Full Title: Stella Hollis
Category: Senior Benchers
Bench Call Date: 17.11.1994
Call Date: 9.2.1954
Bio:

Stella Hollis was born in London and was evacuated in May 1940 to Canada during the War; thence to Australia, where she was educated in Sydney. This culminated in a State Scholarship to do an Arts degree, specialising in Languages. She was heading for the Diplomatic Corps.

In 1950 she returned to London. In 1951, at a party, the late Master Sherrard suggested Stella join the Middle Temple. Through her three years’ dining there she made many friends and abandoned her Australian accent. She started her pupillage with Master Jacob, before being Called in 1954.

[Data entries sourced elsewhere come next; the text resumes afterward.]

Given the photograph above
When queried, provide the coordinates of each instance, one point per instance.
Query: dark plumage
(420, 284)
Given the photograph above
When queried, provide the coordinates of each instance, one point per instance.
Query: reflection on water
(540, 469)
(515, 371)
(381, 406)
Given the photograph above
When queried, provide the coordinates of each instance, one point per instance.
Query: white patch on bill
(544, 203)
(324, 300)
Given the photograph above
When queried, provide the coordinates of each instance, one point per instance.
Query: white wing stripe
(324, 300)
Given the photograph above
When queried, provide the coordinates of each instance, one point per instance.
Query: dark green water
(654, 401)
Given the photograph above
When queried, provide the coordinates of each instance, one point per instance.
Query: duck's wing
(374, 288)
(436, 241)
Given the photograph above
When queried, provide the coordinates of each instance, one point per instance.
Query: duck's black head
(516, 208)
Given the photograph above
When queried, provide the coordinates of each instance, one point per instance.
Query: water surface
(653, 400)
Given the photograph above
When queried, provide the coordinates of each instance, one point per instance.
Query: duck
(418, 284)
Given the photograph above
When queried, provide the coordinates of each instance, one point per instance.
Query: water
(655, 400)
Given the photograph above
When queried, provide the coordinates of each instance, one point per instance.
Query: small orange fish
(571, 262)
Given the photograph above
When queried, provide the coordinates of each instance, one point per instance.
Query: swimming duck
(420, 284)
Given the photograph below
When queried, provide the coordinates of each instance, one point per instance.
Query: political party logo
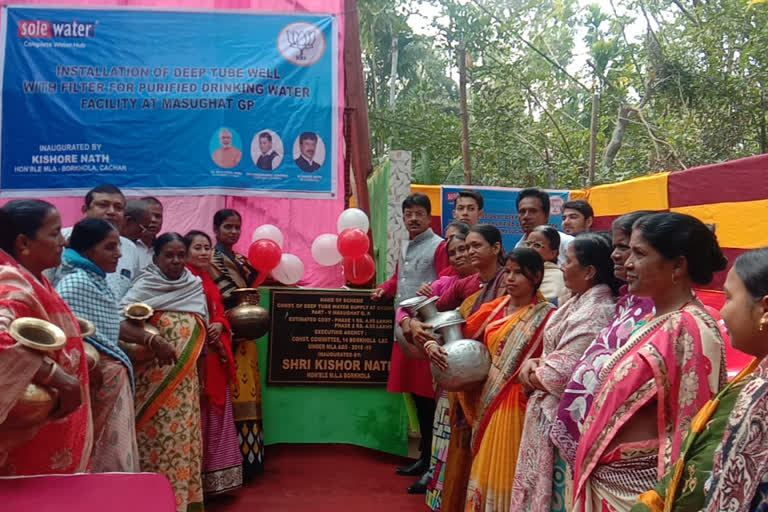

The assumption then was that women had no place at the Bar, full stop. However, she was accepted by Cyril Rochford, Head of Chambers at 2 Doctor Johnson’s Buildings (contrary to the wishes of Albert the Clerk), on the grounds that the Bar ‘in  its unwisdom’ had decided to admit women, and that it would be wrong to exclude one who appeared suitable. Stella survived this – and had a flourishing mixed practice in crime, contract, and landlord and tenant law, as well as divorce cases.

In 1966 the Bar Council put up notices in all the robing rooms, which at the time were mixed, stating that lady barristers should not wear mini-skirts. Stella called a meeting of all the lady barristers she knew; 33 turned up to discuss the formation of a Women Barristers Association. She was sent for by Mrs Justice Elizabeth Lane, the first woman High Court Judge, who ‘read the Riot Act’ against the whole idea. Stella herself made it a rule to have only women pupils.

In 1976, she took up appointment as Chair of Industrial (now, Employment) Tribunals. A ‘reasonably happy’ 16 years followed. She found her colleagues (not ‘comrades’, as she had to explain) from the CBI and the Trade Unions ‘a perpetual joy’. She developed a formidable reputation as a Tribunal Chair.

Stella retired in 1992 and was made a Bencher in 1994. Her husband, Dan Hollis QC, whom she met in 1956 at dinner in Hall, died in 2016. She regards Middle Temple as an anchor between her homes in France and London.